Like all eladrin she was beautiful, an impossible, mournful beauty. Because they lived so long, even young they had no springtime in them, no sense of freshness or urgency. When Lukas was an old man she would look like this. For hundreds of years after his death, she would look like this, her skin clean as paper, her red hair blowing around her face. A leShay, or half a leShay, there was no telling how long she’d live. What would it feel like to be at the beginning of such a journey?

“I ask you,” she said, “because it’s hard not to imagine from what you say, that these instincts that drive you are in some way … valuable. Friendship. Loyalty. Sacrifice. Even guilt and self-doubt. And yet you are a … man.”

Suddenly bored, Lukas turned away. “Stick to the blind hatred,” he murmured. “Now, if you’ll excuse me, I want to see someone.” He had left Gaspar-shen at noon, his head bound up, asleep.

“But I do not excuse you,” said Lady Amaranth. “You do not have my permission to leave me.”

She had turned around with him, and now they stood with their backs to the sea, looking down over
one of the courtyards toward the base of the ruined keep. Below them the lycanthropes worked among the tumbled stones, sorting them and shaping them. As far as Lukas could tell, the curtain walls were complete. But these interiors needed some work. Caer Moray had been sacked during the Spellplague, and then abandoned for a hundred years.

Amaranth made a delicate gesture with her fingers. “These are my … people,” she said. “We keep no male animals inside the gates, no bulls or rams. Instead we have … ewes, and mares, and bitches. Lots of bitches,” she murmured, and Lukas studied her face, to see if she was aware that what she said might be considered funny—that Suka, for example, would have laughed.
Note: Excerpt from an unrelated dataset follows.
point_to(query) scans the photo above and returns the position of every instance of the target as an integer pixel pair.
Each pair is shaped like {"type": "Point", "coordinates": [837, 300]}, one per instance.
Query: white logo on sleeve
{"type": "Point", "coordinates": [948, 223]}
But there was no hint of humor in her face. In a moment, Lukas found his heart go out to her, because how could it be otherwise? For ten years, since she was nine years old, she had lived on Moray Island, alone among the humorless beasts.

She had told him some of the story the first night, as they descended through the thick woods toward the coast. And of course Lady Ordalf, her sister, had already given him the bones of it in Corwell; how traitors had stolen her away and packed her onto a hippogriff somewhere in the highlands above Myrloch Vale; how the hippogriff’s rider, wounded, had taken her off course and fallen into the sea; how she had come to Moray, alone and defenseless. Even the first night after the battle, walking along the forest path in the rain, suffering with his shattered ribs and bleeding side, leaning on a broken
spear, Lukas had regretted the judgments he had come to earlier, when he had imagined some kind of collusion between the sisters—it was not like that. If this girl had been lonely in her isolation here, at least she had not been ruined by the fey.